The books of Jim Algie include the acclaimed non-fiction collection Bizarre Thailand: Tales of Crime, Sex and Black Magic (Marshall Cavendish 2010), the guidebook Travel Pack Thailand (Tuttle, 2012), and the collection of short fiction The Phantom Lover and Other Thrilling Tales of Thailand (Tuttle, 2013), which has attracted some rave reviews, like this four-star notice in Asia’s biggest English daily, The South China Morning Post. That books also includes several of his prize-winning stories, including “The Death Kiss of the King Cobra Show” which was a co-recipient of the Bram Stoker Award.

Jim Algie, the Scottish-Canadian writer and former musician, also contributed an 18,000-word chapter on the post-World War II period in Southeast Asia and the rise of the CIA, national independence movements and rock ‘n‘ roll culture in the history tome, Americans in Thailand (EDM Books, 2014). For the same publisher he served as the main editor and writer on Thailand’s Sustainable Development Sourcebook which was published in 2015.

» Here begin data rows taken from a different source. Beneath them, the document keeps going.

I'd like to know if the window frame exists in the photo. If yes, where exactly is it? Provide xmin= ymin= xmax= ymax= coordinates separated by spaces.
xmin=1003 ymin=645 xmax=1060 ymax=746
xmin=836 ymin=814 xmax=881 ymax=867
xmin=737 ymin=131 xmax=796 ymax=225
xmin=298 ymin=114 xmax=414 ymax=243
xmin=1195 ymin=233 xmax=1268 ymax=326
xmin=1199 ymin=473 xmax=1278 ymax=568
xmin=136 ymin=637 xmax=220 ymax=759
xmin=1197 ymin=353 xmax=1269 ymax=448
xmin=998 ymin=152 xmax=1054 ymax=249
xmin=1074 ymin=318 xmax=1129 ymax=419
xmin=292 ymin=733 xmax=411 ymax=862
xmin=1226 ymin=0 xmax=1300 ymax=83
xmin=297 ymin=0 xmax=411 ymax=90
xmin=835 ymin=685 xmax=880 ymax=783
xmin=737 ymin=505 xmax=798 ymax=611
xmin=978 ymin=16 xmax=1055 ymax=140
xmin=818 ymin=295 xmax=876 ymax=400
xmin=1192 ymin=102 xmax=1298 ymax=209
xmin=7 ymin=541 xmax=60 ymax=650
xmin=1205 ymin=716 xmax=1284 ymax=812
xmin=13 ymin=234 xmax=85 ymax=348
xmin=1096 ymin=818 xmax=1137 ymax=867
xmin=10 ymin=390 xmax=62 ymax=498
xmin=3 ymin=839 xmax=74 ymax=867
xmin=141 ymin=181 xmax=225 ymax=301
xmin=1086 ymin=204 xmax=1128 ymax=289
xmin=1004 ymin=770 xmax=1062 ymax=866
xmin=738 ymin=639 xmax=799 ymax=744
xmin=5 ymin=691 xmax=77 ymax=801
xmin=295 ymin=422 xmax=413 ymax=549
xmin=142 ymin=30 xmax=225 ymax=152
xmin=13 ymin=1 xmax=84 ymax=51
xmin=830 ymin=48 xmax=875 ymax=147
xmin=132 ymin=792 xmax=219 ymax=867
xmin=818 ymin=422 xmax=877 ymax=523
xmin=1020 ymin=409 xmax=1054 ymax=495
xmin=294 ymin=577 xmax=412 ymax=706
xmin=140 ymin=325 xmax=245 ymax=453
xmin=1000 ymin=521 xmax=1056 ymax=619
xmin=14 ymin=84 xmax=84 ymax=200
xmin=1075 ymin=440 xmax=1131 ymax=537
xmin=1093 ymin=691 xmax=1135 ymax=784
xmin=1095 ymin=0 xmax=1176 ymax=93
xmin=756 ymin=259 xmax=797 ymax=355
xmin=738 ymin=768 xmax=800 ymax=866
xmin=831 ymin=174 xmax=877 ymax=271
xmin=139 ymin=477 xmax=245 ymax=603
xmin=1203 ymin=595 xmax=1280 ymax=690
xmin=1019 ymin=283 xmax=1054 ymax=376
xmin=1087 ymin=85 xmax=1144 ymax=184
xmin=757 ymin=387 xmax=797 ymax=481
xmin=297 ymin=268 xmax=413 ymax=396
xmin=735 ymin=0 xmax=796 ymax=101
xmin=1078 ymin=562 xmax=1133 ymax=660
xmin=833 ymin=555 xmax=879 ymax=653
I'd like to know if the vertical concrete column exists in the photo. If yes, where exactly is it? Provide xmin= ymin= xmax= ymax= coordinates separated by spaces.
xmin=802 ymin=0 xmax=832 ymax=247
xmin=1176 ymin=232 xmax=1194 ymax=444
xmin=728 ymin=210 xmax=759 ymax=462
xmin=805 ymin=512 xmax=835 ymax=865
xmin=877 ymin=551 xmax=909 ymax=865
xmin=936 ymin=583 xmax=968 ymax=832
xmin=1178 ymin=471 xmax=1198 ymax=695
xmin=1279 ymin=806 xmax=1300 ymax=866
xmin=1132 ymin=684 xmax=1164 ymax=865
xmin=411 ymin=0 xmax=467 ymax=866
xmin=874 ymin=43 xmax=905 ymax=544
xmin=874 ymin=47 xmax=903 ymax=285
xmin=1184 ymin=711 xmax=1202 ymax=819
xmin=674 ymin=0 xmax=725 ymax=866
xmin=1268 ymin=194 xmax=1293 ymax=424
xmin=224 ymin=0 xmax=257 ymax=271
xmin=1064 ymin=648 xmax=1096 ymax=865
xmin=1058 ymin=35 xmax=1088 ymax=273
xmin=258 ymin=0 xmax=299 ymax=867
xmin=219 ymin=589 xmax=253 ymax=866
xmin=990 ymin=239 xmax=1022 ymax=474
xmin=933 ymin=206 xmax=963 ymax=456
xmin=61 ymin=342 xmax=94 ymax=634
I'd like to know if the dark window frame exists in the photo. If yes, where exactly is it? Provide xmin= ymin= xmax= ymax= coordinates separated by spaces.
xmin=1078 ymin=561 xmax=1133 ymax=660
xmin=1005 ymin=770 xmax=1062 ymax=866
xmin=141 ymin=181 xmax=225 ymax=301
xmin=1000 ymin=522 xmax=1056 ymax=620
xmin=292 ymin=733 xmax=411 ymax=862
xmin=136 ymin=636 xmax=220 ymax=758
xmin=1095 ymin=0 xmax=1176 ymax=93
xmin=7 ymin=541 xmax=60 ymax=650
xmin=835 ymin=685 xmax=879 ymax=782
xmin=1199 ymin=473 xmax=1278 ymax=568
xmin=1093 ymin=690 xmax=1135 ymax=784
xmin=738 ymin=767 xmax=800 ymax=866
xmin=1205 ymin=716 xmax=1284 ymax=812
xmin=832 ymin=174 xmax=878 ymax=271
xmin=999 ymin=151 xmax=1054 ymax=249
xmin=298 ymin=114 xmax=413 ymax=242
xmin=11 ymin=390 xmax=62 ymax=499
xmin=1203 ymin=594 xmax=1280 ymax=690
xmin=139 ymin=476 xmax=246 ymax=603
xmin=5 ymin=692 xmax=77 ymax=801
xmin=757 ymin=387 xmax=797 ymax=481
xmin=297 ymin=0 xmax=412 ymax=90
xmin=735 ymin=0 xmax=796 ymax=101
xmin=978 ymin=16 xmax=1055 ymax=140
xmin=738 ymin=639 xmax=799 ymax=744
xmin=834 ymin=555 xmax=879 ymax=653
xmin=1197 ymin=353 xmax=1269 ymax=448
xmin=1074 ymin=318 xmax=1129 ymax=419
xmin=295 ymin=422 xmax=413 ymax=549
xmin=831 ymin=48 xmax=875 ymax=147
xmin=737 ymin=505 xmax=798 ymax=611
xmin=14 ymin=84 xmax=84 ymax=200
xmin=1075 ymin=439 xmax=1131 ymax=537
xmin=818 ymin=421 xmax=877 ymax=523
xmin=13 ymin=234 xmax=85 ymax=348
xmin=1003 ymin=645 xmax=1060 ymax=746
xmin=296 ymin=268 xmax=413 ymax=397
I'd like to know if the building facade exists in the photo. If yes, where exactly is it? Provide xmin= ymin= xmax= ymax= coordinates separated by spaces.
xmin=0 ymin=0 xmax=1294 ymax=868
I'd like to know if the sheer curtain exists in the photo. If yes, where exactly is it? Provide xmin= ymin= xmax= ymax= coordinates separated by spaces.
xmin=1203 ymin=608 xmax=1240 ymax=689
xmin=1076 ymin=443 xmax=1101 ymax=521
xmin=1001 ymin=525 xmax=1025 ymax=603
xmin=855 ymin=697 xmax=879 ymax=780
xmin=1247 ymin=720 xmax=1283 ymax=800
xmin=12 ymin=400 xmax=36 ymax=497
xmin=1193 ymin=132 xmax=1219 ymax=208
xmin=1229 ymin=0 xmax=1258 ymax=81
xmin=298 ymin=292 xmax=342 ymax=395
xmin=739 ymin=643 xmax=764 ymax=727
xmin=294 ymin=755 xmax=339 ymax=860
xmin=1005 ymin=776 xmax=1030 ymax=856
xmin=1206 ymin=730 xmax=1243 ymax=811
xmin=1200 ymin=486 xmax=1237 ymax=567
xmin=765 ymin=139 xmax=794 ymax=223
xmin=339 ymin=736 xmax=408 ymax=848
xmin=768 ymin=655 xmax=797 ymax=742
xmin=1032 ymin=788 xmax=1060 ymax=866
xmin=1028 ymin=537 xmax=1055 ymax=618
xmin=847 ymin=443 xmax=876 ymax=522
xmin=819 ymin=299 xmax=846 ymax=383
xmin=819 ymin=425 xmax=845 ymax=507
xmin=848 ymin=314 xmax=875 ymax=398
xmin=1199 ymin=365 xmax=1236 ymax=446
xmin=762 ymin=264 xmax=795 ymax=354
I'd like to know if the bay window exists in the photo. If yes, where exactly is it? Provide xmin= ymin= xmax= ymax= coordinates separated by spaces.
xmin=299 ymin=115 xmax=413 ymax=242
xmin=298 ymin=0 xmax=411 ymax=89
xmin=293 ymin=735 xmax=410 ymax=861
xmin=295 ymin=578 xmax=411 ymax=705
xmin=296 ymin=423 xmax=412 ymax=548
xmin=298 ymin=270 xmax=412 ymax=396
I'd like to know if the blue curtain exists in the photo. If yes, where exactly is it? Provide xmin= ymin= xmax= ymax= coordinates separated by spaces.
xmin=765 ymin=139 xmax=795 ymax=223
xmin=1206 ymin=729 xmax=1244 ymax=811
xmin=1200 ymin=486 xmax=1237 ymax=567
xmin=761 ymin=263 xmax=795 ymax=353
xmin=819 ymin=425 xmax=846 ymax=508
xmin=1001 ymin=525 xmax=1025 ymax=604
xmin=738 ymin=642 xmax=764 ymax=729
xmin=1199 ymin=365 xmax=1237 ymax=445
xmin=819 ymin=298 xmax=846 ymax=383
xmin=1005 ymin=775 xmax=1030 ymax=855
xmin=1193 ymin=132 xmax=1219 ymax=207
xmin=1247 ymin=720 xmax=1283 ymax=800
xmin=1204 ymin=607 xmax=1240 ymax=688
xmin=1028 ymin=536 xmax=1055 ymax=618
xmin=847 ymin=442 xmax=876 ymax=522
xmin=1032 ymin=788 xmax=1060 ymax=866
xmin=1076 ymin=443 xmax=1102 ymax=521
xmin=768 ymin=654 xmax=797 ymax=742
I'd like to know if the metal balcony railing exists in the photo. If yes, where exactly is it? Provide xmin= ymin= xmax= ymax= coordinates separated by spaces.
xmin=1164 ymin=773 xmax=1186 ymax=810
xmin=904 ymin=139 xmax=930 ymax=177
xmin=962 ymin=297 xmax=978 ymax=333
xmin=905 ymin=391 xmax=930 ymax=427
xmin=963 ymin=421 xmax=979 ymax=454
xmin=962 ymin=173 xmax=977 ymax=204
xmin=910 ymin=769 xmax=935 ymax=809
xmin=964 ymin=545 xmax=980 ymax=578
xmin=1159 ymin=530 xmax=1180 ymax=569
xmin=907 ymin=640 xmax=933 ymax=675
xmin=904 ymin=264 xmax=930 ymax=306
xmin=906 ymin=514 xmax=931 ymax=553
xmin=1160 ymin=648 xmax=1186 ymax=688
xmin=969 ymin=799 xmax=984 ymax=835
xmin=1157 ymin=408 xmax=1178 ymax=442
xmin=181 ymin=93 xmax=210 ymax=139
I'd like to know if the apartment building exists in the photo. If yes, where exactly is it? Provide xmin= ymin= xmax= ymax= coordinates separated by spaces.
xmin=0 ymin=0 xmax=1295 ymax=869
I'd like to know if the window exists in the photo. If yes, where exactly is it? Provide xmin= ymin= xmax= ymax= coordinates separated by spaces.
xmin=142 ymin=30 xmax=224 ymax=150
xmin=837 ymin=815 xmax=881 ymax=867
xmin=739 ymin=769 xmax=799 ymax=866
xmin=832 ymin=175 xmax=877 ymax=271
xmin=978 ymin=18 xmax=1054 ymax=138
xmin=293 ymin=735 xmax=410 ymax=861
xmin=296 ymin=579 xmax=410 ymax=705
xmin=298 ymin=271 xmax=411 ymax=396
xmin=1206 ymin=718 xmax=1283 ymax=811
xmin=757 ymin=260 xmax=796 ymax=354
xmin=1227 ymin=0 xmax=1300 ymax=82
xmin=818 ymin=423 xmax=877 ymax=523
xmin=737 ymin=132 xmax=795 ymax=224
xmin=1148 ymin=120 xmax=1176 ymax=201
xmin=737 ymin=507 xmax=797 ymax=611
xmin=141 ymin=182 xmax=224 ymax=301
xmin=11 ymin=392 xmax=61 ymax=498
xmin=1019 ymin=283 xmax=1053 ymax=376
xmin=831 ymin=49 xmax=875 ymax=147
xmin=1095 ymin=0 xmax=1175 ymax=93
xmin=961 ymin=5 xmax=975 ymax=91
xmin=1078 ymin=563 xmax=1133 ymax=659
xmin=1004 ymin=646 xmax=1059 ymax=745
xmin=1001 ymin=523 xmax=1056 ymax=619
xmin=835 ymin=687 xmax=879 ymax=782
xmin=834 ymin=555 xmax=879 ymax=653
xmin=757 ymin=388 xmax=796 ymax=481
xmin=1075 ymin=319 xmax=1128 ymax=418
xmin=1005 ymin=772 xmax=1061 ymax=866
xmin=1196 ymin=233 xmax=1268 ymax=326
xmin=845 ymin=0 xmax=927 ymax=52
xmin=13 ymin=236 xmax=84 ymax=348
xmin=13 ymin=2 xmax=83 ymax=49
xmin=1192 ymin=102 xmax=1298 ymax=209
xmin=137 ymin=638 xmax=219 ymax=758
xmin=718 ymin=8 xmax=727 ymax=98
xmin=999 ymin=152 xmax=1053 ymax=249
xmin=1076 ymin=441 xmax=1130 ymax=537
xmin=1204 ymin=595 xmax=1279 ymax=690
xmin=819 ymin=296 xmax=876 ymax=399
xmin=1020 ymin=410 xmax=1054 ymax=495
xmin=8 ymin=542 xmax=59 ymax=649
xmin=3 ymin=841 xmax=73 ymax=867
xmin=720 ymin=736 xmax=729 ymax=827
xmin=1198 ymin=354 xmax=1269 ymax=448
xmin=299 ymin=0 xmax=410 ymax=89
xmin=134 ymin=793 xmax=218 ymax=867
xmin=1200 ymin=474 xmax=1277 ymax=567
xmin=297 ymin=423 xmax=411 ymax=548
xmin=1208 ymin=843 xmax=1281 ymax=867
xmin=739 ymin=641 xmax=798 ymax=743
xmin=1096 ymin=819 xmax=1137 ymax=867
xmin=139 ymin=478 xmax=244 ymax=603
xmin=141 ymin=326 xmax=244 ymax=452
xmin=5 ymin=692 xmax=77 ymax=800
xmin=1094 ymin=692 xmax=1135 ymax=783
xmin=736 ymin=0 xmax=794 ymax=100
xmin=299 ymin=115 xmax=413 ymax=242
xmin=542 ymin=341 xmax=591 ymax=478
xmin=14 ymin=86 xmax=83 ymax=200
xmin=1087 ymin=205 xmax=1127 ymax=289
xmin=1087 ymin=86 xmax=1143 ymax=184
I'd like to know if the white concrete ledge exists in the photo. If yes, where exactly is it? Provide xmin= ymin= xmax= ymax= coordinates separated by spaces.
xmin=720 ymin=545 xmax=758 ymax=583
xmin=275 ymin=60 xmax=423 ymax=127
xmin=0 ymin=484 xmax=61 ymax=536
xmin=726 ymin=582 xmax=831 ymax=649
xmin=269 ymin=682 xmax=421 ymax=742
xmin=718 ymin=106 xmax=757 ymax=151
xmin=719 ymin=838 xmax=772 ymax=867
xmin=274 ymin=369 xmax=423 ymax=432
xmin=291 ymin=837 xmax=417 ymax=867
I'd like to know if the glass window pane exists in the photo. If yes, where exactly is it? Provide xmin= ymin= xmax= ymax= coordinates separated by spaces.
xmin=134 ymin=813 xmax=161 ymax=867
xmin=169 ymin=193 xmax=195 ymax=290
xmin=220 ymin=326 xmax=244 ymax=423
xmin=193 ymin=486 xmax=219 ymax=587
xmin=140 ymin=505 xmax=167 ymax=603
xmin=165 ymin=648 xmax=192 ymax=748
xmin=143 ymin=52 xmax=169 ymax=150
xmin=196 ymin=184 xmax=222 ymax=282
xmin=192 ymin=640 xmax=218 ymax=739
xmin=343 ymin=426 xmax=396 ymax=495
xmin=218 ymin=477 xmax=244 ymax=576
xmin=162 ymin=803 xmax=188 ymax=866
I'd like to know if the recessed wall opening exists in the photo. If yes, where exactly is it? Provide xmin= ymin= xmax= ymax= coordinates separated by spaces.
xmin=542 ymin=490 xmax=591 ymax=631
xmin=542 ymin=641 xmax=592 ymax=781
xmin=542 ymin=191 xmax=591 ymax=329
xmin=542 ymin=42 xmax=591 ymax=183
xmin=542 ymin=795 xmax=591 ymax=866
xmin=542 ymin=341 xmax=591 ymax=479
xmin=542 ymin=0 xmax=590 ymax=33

Previous to that, he was a co-founder, chief editor and senior writer of Southeast Asia’s most gonzo publication, Farang Untamed Travel magazine, and contributed to many global publications like The International Herald Tribune and CNN.com, as well as anthologies of fiction like Crime Scene Asia (Monsoon Books, 2013) and non-fiction such as To Asia With Love (ThingsAsian Press, 2004).

Before becoming a full-time writer in Bangkok, Jim Algie lived in Barcelona, Casablanca and Berlin, after bringing the curtain down on an 11-year career as an underground rock musician and music writer.

Those experiences of writing, recording, touring and carousing underscored his 2018 collection of non-fiction and two interconnected novellas, “On the Night Joey Ramone Died: Tales of rock ‘n’ punk from Bangkok, New York, Cambodia and Norway” (Magic Bullet Press), which attracted favourable reviews from the Nation (“Algie’s most honest and heartfelt writing to date”), the Bangkok Post (“hugely entertaining”), and the Khmer Times, which call it “an insider’s look at the music biz, including sex, drugs and road trips woven into human situations and predicaments.”

After years of writing about wildlife and environmental issues and scripting the documentary, “Closing a Deadly Gateway,” Algie worked with various non-profits dealing with those issues as a communications expert for many years.

In 2018 he edited the nonfiction collection of essays, “Pathway to Peace: An Insider’s Account of the Myanmar Peace Process,”

Pathway To Peace: An Insider’s Account of the Myanmar Peace Process and contributed to the travel guidebook “Best of Myanmar” edited by Jaffee Yee. In 2020 he edited the children’s book “The Big Bakeoff.” Coming in 2022 and 2023 he has three solo titles, both fiction and nonfiction, on the way. Jim lives in Mexico.